Sebastian Smith wrote:
On Thu, Oct 13, 2005 at 09:25:45PM -0700, Colin Corr wrote:
I favor Python as my scripting language of choice, though I admit that
it takes 12 lines of py code to do the same as 3 lines of pl code... but
at least 6 months down the road, I can still figure out what my (or
someone else's) py script is doing upon review.... without a reference
guide, or contextual details.
http://www.paulgraham.com/power.html
I find it hilarious that Paul Graham has a PhD in Computer Science from
Harvard, and, furthermore, that he is an author. His essay is horrible!
If this is what the scientific method has become, than it's no wonder the
US is falling in world scientific rankings! How a computer scientist
could make such arguements astounds me, let alone a PhD.
He gets 6 million website hits per year.
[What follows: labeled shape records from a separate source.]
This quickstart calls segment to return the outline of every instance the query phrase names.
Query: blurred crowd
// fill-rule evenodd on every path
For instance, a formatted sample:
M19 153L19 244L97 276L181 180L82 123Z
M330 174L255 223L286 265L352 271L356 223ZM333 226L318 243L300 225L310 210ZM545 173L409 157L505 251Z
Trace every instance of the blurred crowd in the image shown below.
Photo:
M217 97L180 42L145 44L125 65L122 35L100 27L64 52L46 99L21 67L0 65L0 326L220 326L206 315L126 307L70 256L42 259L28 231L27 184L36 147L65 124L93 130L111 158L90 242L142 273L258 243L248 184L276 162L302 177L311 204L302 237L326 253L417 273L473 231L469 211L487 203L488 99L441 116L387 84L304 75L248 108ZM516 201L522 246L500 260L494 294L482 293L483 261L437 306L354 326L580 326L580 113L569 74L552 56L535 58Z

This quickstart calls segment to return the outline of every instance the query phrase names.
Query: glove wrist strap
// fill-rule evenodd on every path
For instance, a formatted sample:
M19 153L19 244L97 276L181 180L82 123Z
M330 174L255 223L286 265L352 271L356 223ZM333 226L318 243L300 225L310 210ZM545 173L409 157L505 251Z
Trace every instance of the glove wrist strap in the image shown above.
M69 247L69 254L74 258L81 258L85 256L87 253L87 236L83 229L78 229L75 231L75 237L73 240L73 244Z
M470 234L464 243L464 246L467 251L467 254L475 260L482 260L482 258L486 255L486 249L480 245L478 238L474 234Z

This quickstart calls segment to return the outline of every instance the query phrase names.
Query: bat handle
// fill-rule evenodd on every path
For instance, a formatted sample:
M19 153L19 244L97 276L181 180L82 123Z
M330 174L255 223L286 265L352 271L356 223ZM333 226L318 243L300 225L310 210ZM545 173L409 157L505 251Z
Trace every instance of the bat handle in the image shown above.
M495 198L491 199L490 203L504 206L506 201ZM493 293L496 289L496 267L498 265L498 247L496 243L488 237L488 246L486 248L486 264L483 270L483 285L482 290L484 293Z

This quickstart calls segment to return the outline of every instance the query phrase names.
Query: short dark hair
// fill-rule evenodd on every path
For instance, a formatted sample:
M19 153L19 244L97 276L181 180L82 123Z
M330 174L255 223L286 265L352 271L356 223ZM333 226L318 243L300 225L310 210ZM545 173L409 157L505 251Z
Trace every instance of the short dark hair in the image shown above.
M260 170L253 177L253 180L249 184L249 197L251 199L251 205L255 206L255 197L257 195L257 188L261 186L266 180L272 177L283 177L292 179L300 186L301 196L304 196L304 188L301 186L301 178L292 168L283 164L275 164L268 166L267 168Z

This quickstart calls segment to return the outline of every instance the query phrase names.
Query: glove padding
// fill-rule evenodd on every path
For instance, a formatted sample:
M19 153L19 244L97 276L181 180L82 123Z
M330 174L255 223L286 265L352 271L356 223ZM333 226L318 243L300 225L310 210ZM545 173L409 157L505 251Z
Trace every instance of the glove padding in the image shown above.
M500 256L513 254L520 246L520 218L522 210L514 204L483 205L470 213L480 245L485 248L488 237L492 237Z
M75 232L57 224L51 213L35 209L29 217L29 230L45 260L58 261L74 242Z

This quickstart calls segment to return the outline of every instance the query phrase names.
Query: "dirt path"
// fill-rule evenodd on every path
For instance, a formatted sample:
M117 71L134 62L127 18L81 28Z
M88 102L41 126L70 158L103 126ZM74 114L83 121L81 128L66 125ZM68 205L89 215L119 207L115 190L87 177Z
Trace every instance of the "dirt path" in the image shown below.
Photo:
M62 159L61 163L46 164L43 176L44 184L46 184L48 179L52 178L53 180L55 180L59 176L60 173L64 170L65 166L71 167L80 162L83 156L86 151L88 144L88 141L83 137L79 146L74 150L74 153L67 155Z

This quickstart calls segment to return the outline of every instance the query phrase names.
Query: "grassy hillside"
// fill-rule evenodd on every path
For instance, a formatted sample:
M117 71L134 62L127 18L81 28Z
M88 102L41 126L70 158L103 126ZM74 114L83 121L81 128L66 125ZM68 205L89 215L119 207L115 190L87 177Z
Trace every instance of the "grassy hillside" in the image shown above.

I wish I could revoke those I
just contributed.
He's not just a PhD comp.sci. guy.. he also founded viaweb, one of the
early leaders in web based application development.
I'm not certain exactly what turned you off to this particular essay,
but I don't think it was intended to make a scientifically valid point,
or really a language comparison point. I thought it was designed to
more or less pose a question. While designing a computer language, is
it possible that having a language be *too* expressive or too succinct
is a bad thing?
He tried to kind of 'normalize' the discussion by saying he was
interested not in the absolute syntax of the language, but the number of
expressive elements. In the case of perl's write-once or write-only
syntax, while there are extremely terse ways of expressing your programs
in perl, they may not actually reduce the number of elements in your code.
For example, in perl you can do:
if ($foo == $bar) {
do stuff;
}
or
do stuff if $foo == $bar;
You can call #2 'equally succinct' to #1, because it expresses the same
logical elements, just with fewer characters.
Dunno, Graham's writings have partially motivated me to take on much
higher level tasks which ended up paying off quite handily in the past.
He's a big proponent of using the most powerful tools available, even if
they're not the most popular tools available in industry. I found quite
a bit of usefulness in that attitude.